Sen. Jim Risch is the leading advocate for 14 Republican senators seeking to block a vote on legislation expanding background checks for gun purchases in the wake of December's school shooting in Connecticut.
CNN's Anderson Cooper said Risch was the only one of the 14 who would agree to appear on his show Tuesday night. Risch and Idaho Sen. Mike Crapo joined 12 colleagues in a letter to Majority Leader Harry Reid, D-Nev., Monday saying they would support a filibuster to stop a vote.
Risch conceded that Reid, with the help of Republicans including Arizona Sen. John McCain, will likely muster the 60 votes necessary to stop a filibuster, limit debate and force a vote. The procedural vote is scheduled Thursday.
"I think there's clearly 60 votes to override a filibuster," Risch told Cooper. "There's going to be a debate this week."
Added Risch: "I'm committed to defeat any legislation that interferes with a law-abiding citizen's right under the Constitution - which is a right just like freedom of speech, freedom of religion and freedom of association in Amendment One. Amendment Two gives every American the right to keep and bear arms."
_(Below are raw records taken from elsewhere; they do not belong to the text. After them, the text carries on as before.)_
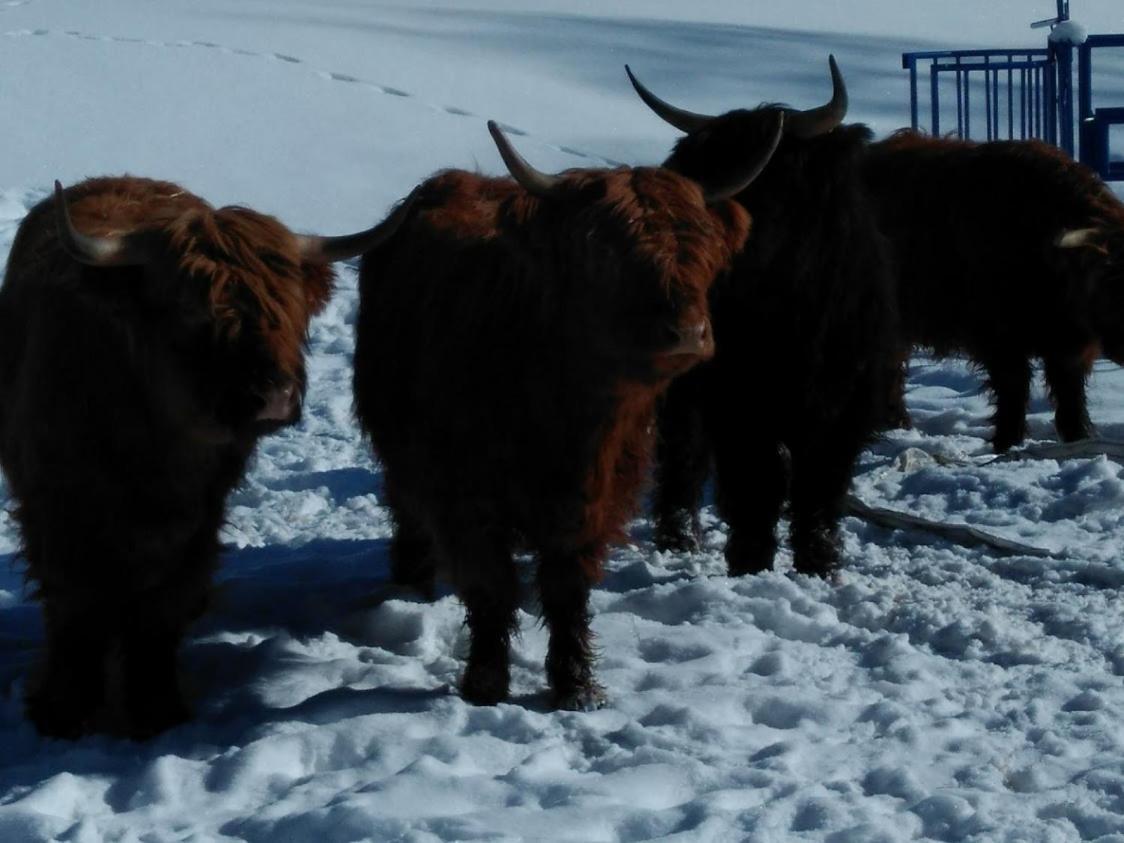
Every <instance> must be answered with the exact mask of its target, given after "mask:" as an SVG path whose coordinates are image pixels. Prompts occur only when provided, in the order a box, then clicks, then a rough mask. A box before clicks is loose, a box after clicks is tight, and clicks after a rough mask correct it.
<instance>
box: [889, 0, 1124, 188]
mask: <svg viewBox="0 0 1124 843" xmlns="http://www.w3.org/2000/svg"><path fill="white" fill-rule="evenodd" d="M1067 20H1069V0H1058V17H1055V18H1050V19H1048V20H1040V21H1037V22H1036V24H1033V25H1032V26H1034V27H1042V26H1054V25H1057V24H1061V22H1063V21H1067ZM1106 47H1116V48H1120V47H1124V35H1093V36H1089V38H1088V39H1087V40H1086V42H1085V43H1084V44H1081V45H1079V46H1078V47H1077V53H1078V69H1077V70H1078V73H1077V75H1078V102H1077V107H1078V109H1077V110H1078V116H1079V118H1080V124H1079V125H1080V132H1079V133H1078V134H1079V138H1077V139H1078V140H1079V142H1080V143H1079V145H1078V144H1076V143H1075V135H1073V106H1075V103H1073V49H1075V47H1073V46H1071V45H1069V44H1066V43H1060V42H1059V43H1051V44H1050V45H1049V46H1046V47H1042V48H1031V49H951V51H926V52H917V53H905V54H903V56H901V66H903V67H904V69H905V70H907V71H909V117H910V123H912V125H913V127H914V128H915V129H919V128H927V130H928V132H930V133H932V134H933V135H940V134H942V132H943V133H951V134H954V135H957V136H958V137H972V138H978V139H986V140H998V139H1025V138H1039V139H1041V140H1045V142H1046V143H1051V144H1055V145H1057V146H1060V147H1061V148H1062V149H1064V151H1066V152H1068V153H1069V154H1070V155H1075V156H1076V157H1078V156H1079V157H1080V160H1081V161H1082V162H1085V163H1087V164H1089V165H1090V166H1093V167H1094V169H1096V170H1097V171H1098V172H1099V173H1100V174H1102V176H1103V178H1105V179H1111V180H1122V181H1124V162H1122V161H1115V162H1114V161H1113V160H1112V155H1111V152H1109V146H1111V139H1109V132H1111V129H1112V127H1113V126H1124V107H1117V108H1104V107H1103V108H1094V106H1093V60H1094V55H1095V51H1097V49H1100V48H1106ZM926 72H927V74H928V79H927V80H926V79H924V74H925V73H926ZM923 93H925V94H927V98H928V108H927V109H925V111H927V115H926V119H927V121H928V126H927V127H925V126H922V108H921V102H919V100H921V97H922V94H923ZM944 94H954V100H955V111H954V112H953V108H952V103H951V99H950V97H949V96H944ZM953 114H954V116H955V120H954V124H953ZM980 116H982V120H980V119H979V117H980ZM980 126H982V132H981V130H980Z"/></svg>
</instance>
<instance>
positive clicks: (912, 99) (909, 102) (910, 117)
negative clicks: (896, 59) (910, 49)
mask: <svg viewBox="0 0 1124 843" xmlns="http://www.w3.org/2000/svg"><path fill="white" fill-rule="evenodd" d="M903 60H904V56H903ZM909 125H910V126H913V128H914V132H916V130H917V61H916V60H914V58H910V60H909Z"/></svg>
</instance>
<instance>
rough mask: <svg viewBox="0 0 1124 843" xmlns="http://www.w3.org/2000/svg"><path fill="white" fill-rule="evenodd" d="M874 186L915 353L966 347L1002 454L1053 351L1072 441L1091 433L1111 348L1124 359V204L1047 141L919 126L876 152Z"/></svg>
mask: <svg viewBox="0 0 1124 843" xmlns="http://www.w3.org/2000/svg"><path fill="white" fill-rule="evenodd" d="M865 180H867V184H868V185H869V188H870V191H871V194H872V196H873V197H874V199H876V200H877V206H878V211H879V223H880V226H881V228H882V230H883V232H885V233H886V235H887V236H888V237H889V238H890V242H891V245H892V250H894V252H895V259H896V263H897V264H898V299H899V308H900V311H901V333H903V338H904V342H905V344H906V351H905V352H904V355H905V356H908V350H909V348H910V347H913V346H914V345H921V346H927V347H930V348H932V350H934V351H935V352H936V353H937V354H948V353H950V352H961V353H964V354H967V355H968V356H969V357H971V360H972V361H973V362H975V363H977V364H978V365H979V366H980V368H981V369H982V370H984V371H985V372H986V373H987V377H988V383H989V386H990V388H991V391H992V392H994V395H995V400H996V411H995V416H994V419H992V420H994V423H995V437H994V438H992V445H994V446H995V450H996V451H997V452H1003V451H1006V450H1007V448H1009V447H1010V446H1012V445H1016V444H1018V443H1019V442H1022V441H1023V438H1024V437H1025V436H1026V402H1027V399H1028V397H1030V390H1031V360H1032V359H1033V357H1041V359H1042V362H1043V363H1044V370H1045V380H1046V384H1048V386H1049V387H1050V393H1051V397H1052V398H1053V401H1054V406H1055V415H1054V423H1055V425H1057V427H1058V434H1059V435H1060V436H1061V438H1062V439H1063V441H1066V442H1071V441H1073V439H1080V438H1085V437H1087V436H1089V435H1090V424H1089V415H1088V411H1087V410H1086V404H1085V381H1086V379H1087V378H1088V374H1089V370H1090V368H1091V365H1093V361H1094V360H1095V359H1096V357H1097V356H1098V355H1099V354H1100V353H1102V352H1103V353H1104V354H1105V355H1106V356H1108V357H1109V359H1112V360H1113V361H1115V362H1117V363H1124V206H1122V205H1121V202H1120V200H1117V199H1116V197H1115V196H1114V194H1113V193H1112V191H1109V190H1108V188H1107V187H1105V184H1104V183H1103V182H1102V181H1100V179H1099V178H1098V176H1097V175H1096V173H1094V172H1093V171H1091V170H1089V169H1088V167H1086V166H1084V165H1082V164H1079V163H1077V162H1075V161H1073V160H1072V158H1070V157H1069V156H1068V155H1066V153H1063V152H1061V151H1060V149H1058V148H1055V147H1053V146H1049V145H1046V144H1043V143H1041V142H1039V140H997V142H992V143H982V144H977V143H971V142H969V140H958V139H953V138H933V137H927V136H925V135H921V134H917V133H915V132H909V130H905V132H900V133H897V134H896V135H892V136H891V137H889V138H887V139H886V140H881V142H879V143H877V144H873V145H872V146H871V148H870V153H869V155H868V157H867V164H865ZM898 400H899V401H900V393H899V396H898ZM903 411H904V407H903Z"/></svg>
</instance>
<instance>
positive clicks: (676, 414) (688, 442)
mask: <svg viewBox="0 0 1124 843" xmlns="http://www.w3.org/2000/svg"><path fill="white" fill-rule="evenodd" d="M687 377H688V378H689V377H690V375H687ZM683 380H686V379H680V380H679V381H674V382H673V383H672V384H671V388H670V389H669V390H668V393H667V396H665V397H664V400H663V402H662V405H661V407H660V413H659V432H660V434H659V439H658V444H656V469H655V501H654V502H655V507H654V508H655V546H656V547H659V549H660V550H661V551H697V550H698V547H699V534H700V532H701V531H700V528H699V516H698V510H699V506H700V504H701V501H703V487H704V486H705V484H706V475H707V472H708V471H709V468H710V450H709V447H708V444H707V437H706V432H705V430H704V425H703V413H701V408H700V407H699V405H698V401H697V400H696V396H695V390H692V389H691V388H690V384H686V386H680V384H681V382H682V381H683Z"/></svg>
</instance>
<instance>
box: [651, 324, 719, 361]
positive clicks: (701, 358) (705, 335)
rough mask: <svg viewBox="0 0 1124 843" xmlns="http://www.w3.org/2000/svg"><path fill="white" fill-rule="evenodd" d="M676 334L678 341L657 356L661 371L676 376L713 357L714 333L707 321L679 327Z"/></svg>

Risch appeared on "CBS This Morning" on Wednesday, defending the Senate minority's most powerful procedural tool. "The filibuster is simply a tactic to stop the bill from passing," he said. "If you're successful on the filibuster, it's over, it's done, and that would be my preference."
Background checks some Republicans support are ineffective, Risch said. "One of the problems we have ... is focusing on expanding a background check system that simply does not work and casts a burden on people that are exercising a constitutional right."
In an interview Tuesday on National Public Radio, Risch defended the filibuster while expressing sympathy for the families of 20 children and six adults killed in Newtown, Conn. "As far as firearms deaths are concerned, they're awful. They're terrible. I'm a father and a grandfather. I can't imagine if you had someone who was caught in it."
Crapo was unable to accommodate requests from CNN, MSNBC and the New York Times, said spokesman Lindsay Nothern. But Crapo told KVNI radio in Coeur d'Alene he opposed "any role for the federal government in restricting the right to bear arms," including background checks.